A friend sent me this last night and asked me to post it anonymously, for obvious reasons.
The aftermath of domestic violence
I feel like a bad person right now because someone’s bad news and mourning is my relief, and in a sense, good news.
Someone has died. Passed away. Committed suicide.
And I am crying. For I am wholeheartedly shocked, my whole body flooded to the extreme with a numbing reassurance that it is all over. There will never be that need to hide. To look over my shoulder.

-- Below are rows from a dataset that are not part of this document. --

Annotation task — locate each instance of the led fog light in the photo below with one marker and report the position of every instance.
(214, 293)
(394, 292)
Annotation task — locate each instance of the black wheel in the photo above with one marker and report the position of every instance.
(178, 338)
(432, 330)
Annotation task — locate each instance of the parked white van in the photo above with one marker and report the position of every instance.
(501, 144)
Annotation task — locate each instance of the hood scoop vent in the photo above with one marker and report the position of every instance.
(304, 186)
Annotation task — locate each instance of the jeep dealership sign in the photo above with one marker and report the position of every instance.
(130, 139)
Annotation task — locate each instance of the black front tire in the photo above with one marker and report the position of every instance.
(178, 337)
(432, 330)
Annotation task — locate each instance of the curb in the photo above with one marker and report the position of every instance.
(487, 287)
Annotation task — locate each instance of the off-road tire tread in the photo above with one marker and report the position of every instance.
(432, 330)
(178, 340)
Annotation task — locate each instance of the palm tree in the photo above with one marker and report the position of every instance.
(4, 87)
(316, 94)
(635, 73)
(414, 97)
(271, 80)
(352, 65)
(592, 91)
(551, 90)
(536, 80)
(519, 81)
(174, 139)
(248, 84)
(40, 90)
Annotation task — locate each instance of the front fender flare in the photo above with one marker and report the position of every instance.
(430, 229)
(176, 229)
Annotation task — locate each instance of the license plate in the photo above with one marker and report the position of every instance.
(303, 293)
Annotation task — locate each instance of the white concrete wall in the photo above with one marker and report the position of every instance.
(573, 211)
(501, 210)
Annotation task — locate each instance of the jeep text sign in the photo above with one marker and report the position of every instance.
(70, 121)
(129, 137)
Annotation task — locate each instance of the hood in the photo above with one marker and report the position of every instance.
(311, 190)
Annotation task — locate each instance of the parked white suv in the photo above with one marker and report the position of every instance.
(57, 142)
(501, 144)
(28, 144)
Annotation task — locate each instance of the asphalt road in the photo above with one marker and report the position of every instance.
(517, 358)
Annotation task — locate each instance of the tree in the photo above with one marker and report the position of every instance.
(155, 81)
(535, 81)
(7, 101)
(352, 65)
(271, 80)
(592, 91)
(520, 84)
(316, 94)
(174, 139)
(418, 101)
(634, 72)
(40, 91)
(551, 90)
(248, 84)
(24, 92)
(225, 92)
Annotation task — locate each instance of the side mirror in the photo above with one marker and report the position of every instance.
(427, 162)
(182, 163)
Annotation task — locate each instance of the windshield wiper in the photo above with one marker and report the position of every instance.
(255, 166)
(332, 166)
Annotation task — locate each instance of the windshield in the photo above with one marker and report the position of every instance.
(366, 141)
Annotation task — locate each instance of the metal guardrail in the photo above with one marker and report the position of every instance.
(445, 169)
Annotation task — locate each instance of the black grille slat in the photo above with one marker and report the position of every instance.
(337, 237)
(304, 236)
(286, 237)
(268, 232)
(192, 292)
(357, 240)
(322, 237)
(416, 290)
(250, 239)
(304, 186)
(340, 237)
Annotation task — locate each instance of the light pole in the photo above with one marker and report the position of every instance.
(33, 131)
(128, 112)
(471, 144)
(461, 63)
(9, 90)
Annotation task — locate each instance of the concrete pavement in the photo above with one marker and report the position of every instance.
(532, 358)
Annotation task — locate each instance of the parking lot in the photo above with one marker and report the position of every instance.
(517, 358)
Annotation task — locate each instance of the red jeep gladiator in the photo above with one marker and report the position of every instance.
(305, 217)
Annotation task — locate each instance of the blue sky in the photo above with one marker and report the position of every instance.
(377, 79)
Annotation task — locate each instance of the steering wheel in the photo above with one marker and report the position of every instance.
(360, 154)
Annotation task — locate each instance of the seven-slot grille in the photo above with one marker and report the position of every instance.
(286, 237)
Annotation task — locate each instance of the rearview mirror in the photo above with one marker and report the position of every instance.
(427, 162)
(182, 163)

The man in question haunted me in both my reality and my dreams for over 18 years, and finally I can now let go. He has gone forever. Maybe at the end he thought of me – who he threatened to kill on a frequent basis, who would kick my door in and come at me with razor blades. I just know it is finally over.
I have never spoken of this before but he raped me more than once, at the age of 17. Having already been raped at 14 I tried, really tried to speak up, but when I did he cajoled me, humiliated me.
“She’s saying she’s been raped again. I don’t believe this.”
And so, I shut up. Put up with it. I was still a child myself, and he twisted everything. Trapped me.
To cut a long story short, I eventually ran far away. It wasn’t easy and took so much effort and planning. He chased me for years, but I never let him get to me again. I contemplated buying a gun. I was exceptionally crazy, not sleeping out of fear, not going out and risking a monster nearing the door again.
But here I am. Telling this story. Don’t let that death be you. Get out, like I did. PLEASE.